# Split with low number of bees / robbing screen / questions



## cbay (Mar 27, 2017)

Made three splits off 3 hives Friday. The last one i didn't wait long enough to get very many bees through the excluder before i put them in the nuc. It got about 1 full frame worth of bees, 5 frame deep, 3 nice brood frames and 2 stores of nectar/honey/some just drawn.
Took all three home and noticed right away yesterday that the last one didn't have enough bees for all the activity vs. the others so i put a robbing screen on it last night.
Watched off and on today and see bees approach, hover around for a while and end up going in the nuc next to it. They are all three on 6 ft. landscape timber on blocks so not very far apart, 2 feet apart at most.
Maybe saw 3 bees all day actually go in above the robber screen, it is 4 1/2 inches tall and open all the way across the top. Plenty of bees approach but hardly any activity, some come out but like said only a few all day seen going in.
Put plenty of bees in the other two nucs and watching them and seeing the other concerns me. I opened the lid, saw the queen cage candy was just about to let her out, saw enough bees on the two frames on the sides of the cage to lead me to feel like it may be ok. There were a few on the other frames as well but not many.
I haven't fed any of them, i put some frames with stores that had weight to them so i figured they would be good for a while. Did put an open feeder in the yard along with some pvc tubes on the fence with Beepro in them. They haven't touched any of either.
Since this is only the second day should i trust that the screen, 3 frames of brood and stores will be sufficient for now?
Would moving the weaker one to the location of the one next to it and moving the other a few feet away help or hurt?
Appreciate any suggestions.
Thanks,
Chris


----------



## c-bees (Jun 1, 2017)

You made stronger splits than I usually do, and I don't buy queens, either the nuc has to make their own, or they just get a queen cell. The activity will pick up as they develop into foragers.....swapping weak with strong won't hurt, but probably isn't necessary, either. Just my opinion, of course, but I'd just kick back and let them do their thing. 

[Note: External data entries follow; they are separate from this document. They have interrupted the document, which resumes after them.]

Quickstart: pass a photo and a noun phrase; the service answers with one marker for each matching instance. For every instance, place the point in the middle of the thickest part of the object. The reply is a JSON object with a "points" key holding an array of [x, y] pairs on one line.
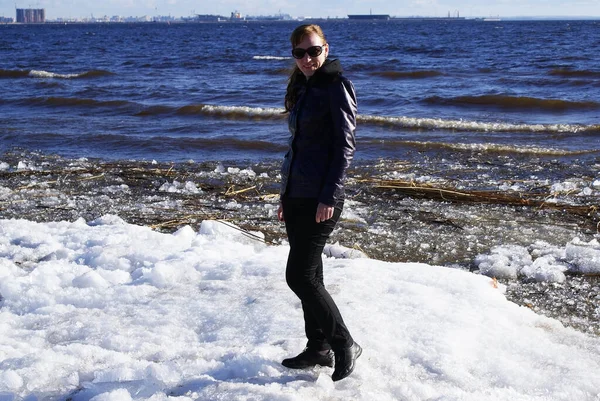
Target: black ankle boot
{"points": [[309, 358], [345, 361]]}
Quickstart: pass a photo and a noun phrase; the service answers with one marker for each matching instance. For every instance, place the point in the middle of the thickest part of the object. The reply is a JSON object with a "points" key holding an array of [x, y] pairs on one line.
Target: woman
{"points": [[322, 119]]}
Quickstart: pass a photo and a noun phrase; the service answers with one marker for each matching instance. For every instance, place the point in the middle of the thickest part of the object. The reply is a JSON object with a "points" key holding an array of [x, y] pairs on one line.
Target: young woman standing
{"points": [[321, 104]]}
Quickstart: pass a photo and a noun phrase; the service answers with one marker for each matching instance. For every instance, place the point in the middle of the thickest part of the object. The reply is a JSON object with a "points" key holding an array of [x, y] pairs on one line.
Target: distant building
{"points": [[31, 15], [369, 16]]}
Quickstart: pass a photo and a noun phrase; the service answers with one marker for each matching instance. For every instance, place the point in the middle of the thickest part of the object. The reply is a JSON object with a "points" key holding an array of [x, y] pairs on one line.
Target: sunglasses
{"points": [[313, 51]]}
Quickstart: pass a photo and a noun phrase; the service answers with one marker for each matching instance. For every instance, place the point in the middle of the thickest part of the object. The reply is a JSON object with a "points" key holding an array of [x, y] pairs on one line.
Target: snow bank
{"points": [[113, 311], [541, 261]]}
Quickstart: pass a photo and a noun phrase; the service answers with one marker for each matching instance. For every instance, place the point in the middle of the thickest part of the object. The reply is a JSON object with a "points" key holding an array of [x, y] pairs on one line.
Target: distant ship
{"points": [[369, 16], [417, 18]]}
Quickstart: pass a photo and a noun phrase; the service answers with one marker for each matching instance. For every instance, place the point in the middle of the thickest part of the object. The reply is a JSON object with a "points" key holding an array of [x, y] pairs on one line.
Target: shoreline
{"points": [[397, 224]]}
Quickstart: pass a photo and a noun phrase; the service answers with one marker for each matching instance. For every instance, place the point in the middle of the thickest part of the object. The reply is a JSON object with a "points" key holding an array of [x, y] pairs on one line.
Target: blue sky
{"points": [[307, 8]]}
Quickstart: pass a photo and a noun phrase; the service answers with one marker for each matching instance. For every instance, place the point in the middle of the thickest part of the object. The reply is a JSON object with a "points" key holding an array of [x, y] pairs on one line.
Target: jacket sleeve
{"points": [[343, 111]]}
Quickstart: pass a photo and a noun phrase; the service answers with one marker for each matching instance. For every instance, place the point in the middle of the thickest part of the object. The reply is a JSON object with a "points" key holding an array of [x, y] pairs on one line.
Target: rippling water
{"points": [[214, 91]]}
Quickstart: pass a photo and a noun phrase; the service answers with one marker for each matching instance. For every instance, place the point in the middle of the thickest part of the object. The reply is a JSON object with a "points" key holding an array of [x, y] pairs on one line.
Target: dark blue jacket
{"points": [[321, 145]]}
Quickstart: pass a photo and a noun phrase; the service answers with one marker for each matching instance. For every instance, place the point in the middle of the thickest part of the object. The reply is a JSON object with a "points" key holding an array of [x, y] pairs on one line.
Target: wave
{"points": [[270, 58], [48, 74], [234, 112], [74, 102], [575, 73], [483, 147], [463, 125], [513, 102], [274, 113], [407, 74], [13, 73]]}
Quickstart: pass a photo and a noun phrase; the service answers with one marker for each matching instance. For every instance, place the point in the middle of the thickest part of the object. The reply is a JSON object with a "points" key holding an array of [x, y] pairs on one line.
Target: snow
{"points": [[541, 261], [109, 311]]}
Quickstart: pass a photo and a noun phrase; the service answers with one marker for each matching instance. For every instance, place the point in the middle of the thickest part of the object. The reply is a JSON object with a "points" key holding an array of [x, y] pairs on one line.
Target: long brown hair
{"points": [[291, 94]]}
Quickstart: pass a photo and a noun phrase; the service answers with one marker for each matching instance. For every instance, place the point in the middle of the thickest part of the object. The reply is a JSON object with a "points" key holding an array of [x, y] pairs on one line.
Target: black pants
{"points": [[324, 326]]}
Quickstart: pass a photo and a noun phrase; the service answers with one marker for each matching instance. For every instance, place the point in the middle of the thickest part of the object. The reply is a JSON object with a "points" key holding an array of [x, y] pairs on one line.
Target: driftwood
{"points": [[537, 200]]}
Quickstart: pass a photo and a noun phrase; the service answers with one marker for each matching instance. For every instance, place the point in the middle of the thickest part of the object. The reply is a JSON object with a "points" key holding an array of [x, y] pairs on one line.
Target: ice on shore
{"points": [[541, 261], [109, 311]]}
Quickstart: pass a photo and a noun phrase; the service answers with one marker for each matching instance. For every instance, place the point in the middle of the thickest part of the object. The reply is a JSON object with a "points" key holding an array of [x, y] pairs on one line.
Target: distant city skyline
{"points": [[309, 8]]}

That lack of immediate activity can make you start doubting your course of action, but what you described seems more than fine in my book.


----------



## cbay (Mar 27, 2017)

c-bees said:


> You made stronger splits than I usually do, and I don't buy queens, either the nuc has to make their own, or they just get a queen cell. The activity will pick up as they develop into foragers.....swapping weak with strong won't hurt, but probably isn't necessary, either. Just my opinion, of course, but I'd just kick back and let them do their thing.
> 
> That lack of immediate activity can make you start doubting your course of action, but what you described seems more than fine in my book.

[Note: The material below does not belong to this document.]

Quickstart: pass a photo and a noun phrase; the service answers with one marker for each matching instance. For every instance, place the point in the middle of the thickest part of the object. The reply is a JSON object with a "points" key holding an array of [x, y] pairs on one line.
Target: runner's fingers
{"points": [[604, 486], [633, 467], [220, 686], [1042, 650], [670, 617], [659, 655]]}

Thanks, yeah i let it drive me nuts today and kept checking lol. Put three brood in that one because i knew it looked low on bees thinking that would help offset the issue.


----------



## squarepeg (Jul 9, 2010)

i think it depends on how much care the 3 frames of brood is going to need and to what degree the one frame of bees can meet those needs. 

if the brood is mostly capped then being provided with food won't be much of an issue. if it's not getting too cool at night then keeping the brood warm won't be much of an issue.

if you aren't seeing larvae/pupae being removed after 2 days you are probably ok.

usually it's best not to mess around with the bees when you have a queen in a cage waiting to get released. you may want to do as c-bees suggests and just let things play out and learn what you can from the experience.

for adding more bees what i generally do is place something like a piece of plywood up against the entrance and shake a frame or two of nurse bees from hive that can spare them onto that board, taking care that the frames being shook don't have the queen on them, and the nurse bees will walk right in and be accepted without any problems.


----------



## cbay (Mar 27, 2017)

squarepeg said:


> i think it depends on how much care the 3 frames of brood is going to need and to what degree the one frame of bees can meet those needs.
> 
> if the brood is mostly capped then being provided with food won't be much of an issue. if it's not getting too cool at night then keeping the brood warm won't be much of an issue.
> 
> ...


Thanks, i did see a couple larva removed, one was out of this hive. Low tonight will be 60. Mostly capped, but there was some open as well. Thought and worried about that being an issue. With all three having queens installed in cages is really didn't want to mess with them right now.
That's what i thought, let it play out and learn from the experience. But,,, if there are any warning signs i need to be aware of i would appreciate hearing them. I suppose it makes sense to see a few larva being taken out with the lack of bees? I could be overestimating the number in there, worse scenario i think would be one full side of a frame of bees....


----------



## squarepeg (Jul 9, 2010)

removal of just a couple larvae would not worry me too much. not seeing much flying for a week or two would not be unexpected.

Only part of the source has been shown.